# nipote



## hypoch

Ciao,

c'e un modo di distinguere tra "nipote" nel senso "figlio di mio figlio" e "il figlio di mio fratello". Se dico "ho giocato con mio nipote, non e chiaro, vero?

Grazie


----------



## ohbice

hypoch said:


> Ciao,
> 
> c'e un modo di distinguere tra "nipote" nel senso "figlio di mio figlio" e "il figlio di mio fratello". Se dico "ho giocato con mio nipote, non e chiaro, vero?
> 
> Grazie



Non mi pare. Ma attendi anche altri, che la sanno più lunga.
p


----------



## Sempervirens

Abiatico, il nipote del nonno, è la parola appropriata. Fatto sta che non la usiamo. 

S.V


----------



## bearded

D'accordo con Sempervirens.  Il risultato è che, nell'Italiano corrente, solo dal contesto si può capire se ''nipote'' lo è del nonno o dello zio, ed anche se è maschio o femmina (qui basta un articolo o un aggettivo).


----------



## ohbice

Sempervirens said:


> Abiatico, il nipote del nonno, è la parola appropriata. Fatto sta che non la usiamo.
> 
> S.V



Mai sentito prima!!! Anche oggi ho imparato qualcosa


----------



## cuore romano

oh said:


> Mai sentito prima!!! *Anche oggi ho imparato qualcosa*



Pure io  

È un po' più diffuso nell’Italia settentrionale, in particolare in Lombardia, dove si può mettere in relazione con la voce dialettale lombarda _biàdec_.  

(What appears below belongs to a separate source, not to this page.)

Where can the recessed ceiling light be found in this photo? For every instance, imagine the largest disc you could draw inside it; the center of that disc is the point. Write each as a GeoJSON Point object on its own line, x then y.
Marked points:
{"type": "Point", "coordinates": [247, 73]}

http://it.wikipedia.org/wiki/Abiatico


----------



## francisgranada

Sempervirens said:


> Abiatico, il nipote del nonno, è la parola appropriata. Fatto sta che non la usiamo.


E quello dello zio? (_ziatico _ ...)


----------



## Sempervirens

francisgranada said:


> E quello dello zio? (_ziatico _ ...)



Ciao, Francis! Treccani così si esprime:   http://www.treccani.it/vocabolario/tag/nipote/

Dunque dobbiamo dedurre che potremmo benissimo usare nievo per definire il nipote da parte di zii. Tuttavia le cose stanno diversamente.
 Ecco, se tu mi dovessi chiedere quali parole, distinte, userei per definire il nipote del nonno o quello degli zii, ti risponderei _abiatico _per il primo caso e _barbanico_ per il secondo. Il perché dell'oscuro barbanico lo spiego con questo:

http://www.treccani.it/vocabolario/barbano/

Mi scuso con gli amici del forum per questo scherzoso tentativo di creatività lessicale.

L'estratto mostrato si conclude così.